Punching of flat slabs supported on rectangular columns

•Reduction in punching shear strength due to column rectangularity and size.•Limitations of design formulas for punching with rectangular columns.•Two general methods are proposed to estimate the shear-resisting perimeter.•Punching tests presented to assess the influence of column orientation and loading.•Extension of non-axis-symmetrical punching shear model to rectangular columns.

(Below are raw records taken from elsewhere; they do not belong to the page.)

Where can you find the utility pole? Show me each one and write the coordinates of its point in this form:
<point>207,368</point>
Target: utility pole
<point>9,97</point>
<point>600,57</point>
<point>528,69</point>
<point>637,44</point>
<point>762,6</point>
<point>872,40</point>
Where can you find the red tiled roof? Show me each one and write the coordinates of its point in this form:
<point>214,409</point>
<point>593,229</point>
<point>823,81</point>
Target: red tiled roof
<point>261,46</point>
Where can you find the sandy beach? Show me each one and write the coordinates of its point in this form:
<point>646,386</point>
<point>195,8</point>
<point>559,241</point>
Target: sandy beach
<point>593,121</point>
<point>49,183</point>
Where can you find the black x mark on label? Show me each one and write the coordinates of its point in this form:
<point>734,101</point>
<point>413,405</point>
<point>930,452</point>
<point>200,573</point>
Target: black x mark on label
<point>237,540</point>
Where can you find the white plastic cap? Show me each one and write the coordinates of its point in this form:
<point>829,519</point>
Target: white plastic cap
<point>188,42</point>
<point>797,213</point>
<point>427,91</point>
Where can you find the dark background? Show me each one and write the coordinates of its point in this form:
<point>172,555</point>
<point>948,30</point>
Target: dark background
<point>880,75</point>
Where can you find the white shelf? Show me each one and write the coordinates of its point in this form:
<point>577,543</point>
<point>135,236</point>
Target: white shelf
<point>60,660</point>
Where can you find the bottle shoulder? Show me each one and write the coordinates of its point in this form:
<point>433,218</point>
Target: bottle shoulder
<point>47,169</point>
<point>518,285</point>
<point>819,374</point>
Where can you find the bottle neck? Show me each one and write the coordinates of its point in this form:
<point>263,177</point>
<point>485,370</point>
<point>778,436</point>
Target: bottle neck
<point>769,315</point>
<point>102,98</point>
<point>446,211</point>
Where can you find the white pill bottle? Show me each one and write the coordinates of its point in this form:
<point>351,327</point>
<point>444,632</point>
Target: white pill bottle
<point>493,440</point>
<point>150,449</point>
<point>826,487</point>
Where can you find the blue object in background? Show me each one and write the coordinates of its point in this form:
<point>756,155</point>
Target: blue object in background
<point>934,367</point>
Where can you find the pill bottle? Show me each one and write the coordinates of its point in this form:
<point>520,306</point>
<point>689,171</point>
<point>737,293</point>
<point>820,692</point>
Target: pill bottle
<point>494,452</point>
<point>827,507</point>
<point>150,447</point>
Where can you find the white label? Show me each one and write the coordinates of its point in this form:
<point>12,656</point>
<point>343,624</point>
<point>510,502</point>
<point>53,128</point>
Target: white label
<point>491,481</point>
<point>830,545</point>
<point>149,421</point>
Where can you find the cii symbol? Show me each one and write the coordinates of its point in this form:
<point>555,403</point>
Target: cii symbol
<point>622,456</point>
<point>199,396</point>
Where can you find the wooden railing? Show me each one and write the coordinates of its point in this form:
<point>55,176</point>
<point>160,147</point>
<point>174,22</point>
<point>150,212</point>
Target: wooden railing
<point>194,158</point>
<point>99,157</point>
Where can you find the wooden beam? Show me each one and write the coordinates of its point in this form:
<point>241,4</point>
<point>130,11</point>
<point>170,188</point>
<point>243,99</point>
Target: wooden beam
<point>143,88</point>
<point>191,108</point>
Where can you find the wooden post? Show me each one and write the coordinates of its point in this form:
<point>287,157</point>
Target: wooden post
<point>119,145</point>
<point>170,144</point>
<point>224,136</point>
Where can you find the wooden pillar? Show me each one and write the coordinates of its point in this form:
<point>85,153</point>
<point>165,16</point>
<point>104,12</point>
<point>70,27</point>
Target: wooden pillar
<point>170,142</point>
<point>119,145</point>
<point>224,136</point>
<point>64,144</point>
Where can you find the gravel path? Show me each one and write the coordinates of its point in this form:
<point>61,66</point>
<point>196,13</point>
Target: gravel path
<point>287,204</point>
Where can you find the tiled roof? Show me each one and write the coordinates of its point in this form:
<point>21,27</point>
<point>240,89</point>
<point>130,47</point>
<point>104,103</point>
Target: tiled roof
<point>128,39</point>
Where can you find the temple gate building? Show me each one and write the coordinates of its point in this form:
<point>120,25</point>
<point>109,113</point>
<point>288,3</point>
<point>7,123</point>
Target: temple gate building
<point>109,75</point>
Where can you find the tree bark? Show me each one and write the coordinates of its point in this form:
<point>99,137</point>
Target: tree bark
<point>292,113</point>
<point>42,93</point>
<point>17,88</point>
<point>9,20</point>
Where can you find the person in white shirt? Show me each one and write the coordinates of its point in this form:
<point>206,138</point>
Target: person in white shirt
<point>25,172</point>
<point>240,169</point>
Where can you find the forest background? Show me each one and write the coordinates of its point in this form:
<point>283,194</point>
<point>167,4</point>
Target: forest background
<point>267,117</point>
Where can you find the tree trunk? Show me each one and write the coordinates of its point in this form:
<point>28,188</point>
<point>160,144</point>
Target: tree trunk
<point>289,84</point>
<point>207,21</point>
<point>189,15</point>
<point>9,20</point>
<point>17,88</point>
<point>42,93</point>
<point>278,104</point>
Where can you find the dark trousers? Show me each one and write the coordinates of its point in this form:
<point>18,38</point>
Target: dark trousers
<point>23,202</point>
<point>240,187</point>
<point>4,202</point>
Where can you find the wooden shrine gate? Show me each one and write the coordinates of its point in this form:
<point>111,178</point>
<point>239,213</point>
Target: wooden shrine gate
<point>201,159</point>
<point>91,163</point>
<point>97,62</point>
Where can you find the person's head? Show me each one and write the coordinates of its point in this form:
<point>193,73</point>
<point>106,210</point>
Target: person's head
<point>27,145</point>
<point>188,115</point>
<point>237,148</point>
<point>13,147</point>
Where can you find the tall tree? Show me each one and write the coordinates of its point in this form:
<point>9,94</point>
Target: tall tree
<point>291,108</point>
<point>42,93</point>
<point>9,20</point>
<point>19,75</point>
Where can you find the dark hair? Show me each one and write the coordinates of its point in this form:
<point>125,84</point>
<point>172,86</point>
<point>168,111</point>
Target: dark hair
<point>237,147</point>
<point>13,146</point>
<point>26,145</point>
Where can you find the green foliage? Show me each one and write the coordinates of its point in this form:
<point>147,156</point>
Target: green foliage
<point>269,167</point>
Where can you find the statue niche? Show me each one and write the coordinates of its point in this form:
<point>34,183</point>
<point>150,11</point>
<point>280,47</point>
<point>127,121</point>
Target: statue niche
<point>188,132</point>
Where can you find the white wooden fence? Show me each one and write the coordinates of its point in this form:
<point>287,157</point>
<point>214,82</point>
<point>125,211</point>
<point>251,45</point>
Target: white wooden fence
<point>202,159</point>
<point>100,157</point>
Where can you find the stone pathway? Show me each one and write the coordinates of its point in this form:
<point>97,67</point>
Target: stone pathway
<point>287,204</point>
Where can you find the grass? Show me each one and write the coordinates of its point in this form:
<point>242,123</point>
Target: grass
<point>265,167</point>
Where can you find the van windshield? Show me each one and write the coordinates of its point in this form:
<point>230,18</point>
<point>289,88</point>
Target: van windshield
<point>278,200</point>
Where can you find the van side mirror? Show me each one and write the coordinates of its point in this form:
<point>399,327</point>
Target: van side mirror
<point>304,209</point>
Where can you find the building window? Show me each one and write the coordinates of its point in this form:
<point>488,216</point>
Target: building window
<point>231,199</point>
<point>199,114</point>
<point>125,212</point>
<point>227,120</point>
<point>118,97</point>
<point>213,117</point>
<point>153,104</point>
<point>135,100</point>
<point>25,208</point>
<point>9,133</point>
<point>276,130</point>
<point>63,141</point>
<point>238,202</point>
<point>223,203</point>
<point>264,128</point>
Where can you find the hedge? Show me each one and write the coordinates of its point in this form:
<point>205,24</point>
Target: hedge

This paper investigates the structural behaviour of RC flat slabs supported on rectangular interior columns and the influence of the loading conditions (one or two-way bending) on their punching shear strength. The punching shear strength of slabs at rectangular columns can be lower than at equivalent square columns with a similar length of the control perimeter. This is due to a potential concentration of shear forces along the control perimeter. Some, but not all design formulas for punching design, consider this reduction on strength using empirical factors, which are written in terms of the column geometry only. However, in reality, the concentration of shear forces depends also on the deflected shape of the slab. It is shown in this paper that this can be consistently considered by means of the shear-resisting control perimeter. A sound approach is presented to estimate the shear-resisting control perimeter based on the shear fields of the slab accounting for the loading and boundary conditions. An alternative approach is presented based on the contact pressure in the support region which gives comparable predictions of the shear-resisting control perimeter. Both approaches give a physical explanation of the phenomenon. It is also shown that the model previously developed by the authors for non-axis-symmetrical punching of square columns based on the critical shear crack theory can also be applied to rectangular columns. Four punching shear tests are presented of slabs with one-way & two-way bending to validate the theoretical models presented. Accurate strength and deformation capacity predictions were obtained for the tests investigated.